So in other words, charging speed has everything to do with connection type, if we don’t want to be stuck with current charge rates forever. A new USB standard needs to emerge with higher current capacity. Frankly it is all madness. (Most) Flashlights are not tiny and would benefit from a larger charge port, that is not only capable of more current but more mechanically robust. The batteries themselves are obviously another limit to charge rate, but there is and always will be a race to improve them and a need for standards to support evolving battery tech.
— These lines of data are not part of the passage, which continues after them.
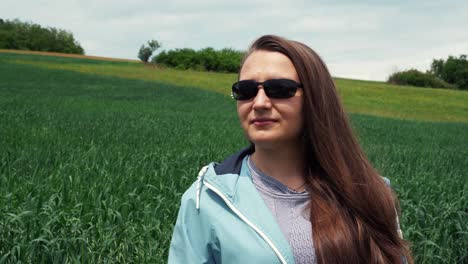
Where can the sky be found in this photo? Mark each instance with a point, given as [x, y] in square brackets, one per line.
[366, 40]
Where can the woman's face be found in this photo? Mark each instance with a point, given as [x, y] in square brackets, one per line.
[270, 122]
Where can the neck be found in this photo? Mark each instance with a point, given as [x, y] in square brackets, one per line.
[284, 163]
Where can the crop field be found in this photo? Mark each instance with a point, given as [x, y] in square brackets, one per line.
[95, 155]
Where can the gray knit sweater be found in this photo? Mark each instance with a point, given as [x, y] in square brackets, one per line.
[290, 210]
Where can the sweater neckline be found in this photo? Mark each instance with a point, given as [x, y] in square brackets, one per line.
[270, 184]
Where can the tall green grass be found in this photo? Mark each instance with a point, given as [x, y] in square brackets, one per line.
[363, 97]
[92, 167]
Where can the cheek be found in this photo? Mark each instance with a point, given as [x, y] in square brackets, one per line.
[242, 111]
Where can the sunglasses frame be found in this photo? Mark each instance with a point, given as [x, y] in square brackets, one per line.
[290, 87]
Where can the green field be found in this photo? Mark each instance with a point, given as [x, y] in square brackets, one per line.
[95, 155]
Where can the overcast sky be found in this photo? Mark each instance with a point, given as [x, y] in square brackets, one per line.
[357, 39]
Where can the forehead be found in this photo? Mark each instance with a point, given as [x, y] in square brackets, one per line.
[263, 65]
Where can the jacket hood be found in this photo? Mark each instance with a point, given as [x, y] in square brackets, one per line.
[224, 175]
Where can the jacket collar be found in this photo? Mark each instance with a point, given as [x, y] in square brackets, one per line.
[233, 164]
[230, 176]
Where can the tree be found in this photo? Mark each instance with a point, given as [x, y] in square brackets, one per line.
[453, 70]
[15, 34]
[145, 52]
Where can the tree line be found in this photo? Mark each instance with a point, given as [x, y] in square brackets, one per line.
[451, 73]
[15, 34]
[207, 59]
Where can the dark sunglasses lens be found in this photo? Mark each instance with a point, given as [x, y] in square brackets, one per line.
[280, 88]
[244, 90]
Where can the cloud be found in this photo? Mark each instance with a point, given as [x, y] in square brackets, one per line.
[363, 39]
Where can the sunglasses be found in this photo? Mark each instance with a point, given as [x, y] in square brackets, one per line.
[274, 88]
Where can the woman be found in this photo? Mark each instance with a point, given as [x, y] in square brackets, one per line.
[304, 191]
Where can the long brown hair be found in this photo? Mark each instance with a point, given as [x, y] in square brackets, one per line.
[352, 211]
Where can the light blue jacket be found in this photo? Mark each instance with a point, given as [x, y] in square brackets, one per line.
[223, 219]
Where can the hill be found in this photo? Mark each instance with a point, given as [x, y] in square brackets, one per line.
[363, 97]
[95, 155]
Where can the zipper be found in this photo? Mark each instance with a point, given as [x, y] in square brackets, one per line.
[247, 221]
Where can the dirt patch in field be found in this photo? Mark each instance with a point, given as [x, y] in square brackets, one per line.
[56, 54]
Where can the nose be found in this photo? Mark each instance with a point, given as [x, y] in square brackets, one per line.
[261, 100]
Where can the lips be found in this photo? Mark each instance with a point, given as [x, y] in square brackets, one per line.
[262, 121]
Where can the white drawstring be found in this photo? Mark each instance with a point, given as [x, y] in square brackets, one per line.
[201, 174]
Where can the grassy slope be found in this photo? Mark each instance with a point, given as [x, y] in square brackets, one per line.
[365, 97]
[92, 167]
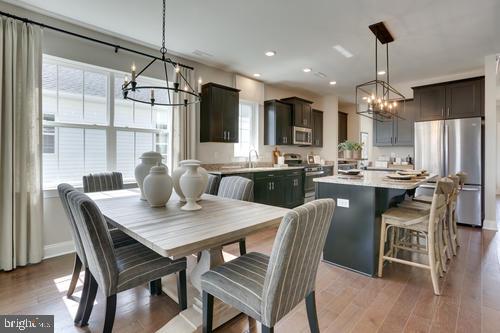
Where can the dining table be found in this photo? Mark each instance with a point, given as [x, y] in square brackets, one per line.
[176, 233]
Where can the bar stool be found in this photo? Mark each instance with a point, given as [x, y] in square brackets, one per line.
[428, 225]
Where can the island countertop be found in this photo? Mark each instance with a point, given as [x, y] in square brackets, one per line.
[374, 179]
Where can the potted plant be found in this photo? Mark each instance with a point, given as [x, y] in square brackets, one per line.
[356, 150]
[350, 149]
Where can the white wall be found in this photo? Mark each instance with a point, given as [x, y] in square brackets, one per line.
[490, 88]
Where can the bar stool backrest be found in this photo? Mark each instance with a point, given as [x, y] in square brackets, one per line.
[440, 199]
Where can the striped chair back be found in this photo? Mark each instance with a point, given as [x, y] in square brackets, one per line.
[64, 190]
[96, 241]
[213, 184]
[235, 187]
[104, 181]
[294, 260]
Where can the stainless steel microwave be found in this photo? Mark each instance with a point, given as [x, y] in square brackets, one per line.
[302, 136]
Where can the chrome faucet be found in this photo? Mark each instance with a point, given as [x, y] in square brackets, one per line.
[250, 163]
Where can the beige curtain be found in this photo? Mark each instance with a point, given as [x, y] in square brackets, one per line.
[20, 144]
[184, 122]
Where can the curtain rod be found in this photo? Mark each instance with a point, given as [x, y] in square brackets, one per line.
[74, 34]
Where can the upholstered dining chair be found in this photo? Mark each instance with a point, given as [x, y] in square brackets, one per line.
[237, 188]
[213, 184]
[116, 269]
[267, 288]
[103, 181]
[80, 259]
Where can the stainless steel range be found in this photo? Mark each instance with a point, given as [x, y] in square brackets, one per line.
[311, 171]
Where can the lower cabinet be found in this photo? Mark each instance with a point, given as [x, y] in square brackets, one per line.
[281, 188]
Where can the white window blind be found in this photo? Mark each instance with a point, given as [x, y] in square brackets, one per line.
[248, 129]
[78, 135]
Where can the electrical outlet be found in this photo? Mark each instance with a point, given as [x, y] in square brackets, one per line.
[343, 203]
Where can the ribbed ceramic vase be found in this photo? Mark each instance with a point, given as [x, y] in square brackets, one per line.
[148, 160]
[176, 175]
[191, 184]
[157, 186]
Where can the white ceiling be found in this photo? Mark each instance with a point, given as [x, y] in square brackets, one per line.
[432, 38]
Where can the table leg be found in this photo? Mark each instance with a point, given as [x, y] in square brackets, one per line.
[190, 320]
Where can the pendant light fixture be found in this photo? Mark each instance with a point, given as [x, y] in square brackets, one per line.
[377, 99]
[161, 95]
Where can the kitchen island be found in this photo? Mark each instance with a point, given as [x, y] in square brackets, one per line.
[354, 234]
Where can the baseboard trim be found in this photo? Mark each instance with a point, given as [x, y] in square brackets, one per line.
[58, 249]
[490, 225]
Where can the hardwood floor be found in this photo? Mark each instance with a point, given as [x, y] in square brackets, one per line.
[347, 302]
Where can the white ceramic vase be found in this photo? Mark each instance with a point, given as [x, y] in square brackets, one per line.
[157, 186]
[178, 172]
[148, 160]
[191, 184]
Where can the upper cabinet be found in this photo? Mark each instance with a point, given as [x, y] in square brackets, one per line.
[398, 131]
[301, 110]
[317, 121]
[277, 123]
[219, 113]
[450, 100]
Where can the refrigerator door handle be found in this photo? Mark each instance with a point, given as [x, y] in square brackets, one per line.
[445, 150]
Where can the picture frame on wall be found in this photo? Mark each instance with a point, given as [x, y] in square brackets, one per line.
[363, 138]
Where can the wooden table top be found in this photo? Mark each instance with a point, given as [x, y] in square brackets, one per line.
[176, 233]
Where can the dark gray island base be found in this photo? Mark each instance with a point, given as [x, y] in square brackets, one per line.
[354, 235]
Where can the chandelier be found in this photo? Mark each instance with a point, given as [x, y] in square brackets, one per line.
[377, 99]
[148, 94]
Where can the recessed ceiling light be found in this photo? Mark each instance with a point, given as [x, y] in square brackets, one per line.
[340, 49]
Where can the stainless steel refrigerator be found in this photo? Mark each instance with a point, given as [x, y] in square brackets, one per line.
[446, 147]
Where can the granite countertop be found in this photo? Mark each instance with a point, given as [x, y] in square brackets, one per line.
[230, 171]
[374, 179]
It is very common for both USB C and mUSB sockets to break off of PCBs, at least their solder joints do. For this reason I feel that either are terrible choices for anything that is not disposable and costing under $10, but it becomes absurd when on a phone or camera costing several hundred dollars, or something like an LED flashlight which, if it did not have terrible design choices like that, might be viable for far longer since tech advances tend to only make incremental brightness updates to flashlights, not anything revolutionary to the core purpose of making light. In other words a good flashlight could last for decades of casual use.
Flashlights should use USB A. Phones and other thinner devices should use USB mini-B. Nothing should use micro USB or USB C. The consumer electronics industry has seen over 50 years of consumer devices with flaky connectors (starting with 1/8 headphone jacks ?) and still hasn’t learned much. It’s one thing to make “disposable” products and another to make them so fragile that core functionality is lost because they tried to save 3 millimeters worth of connector size.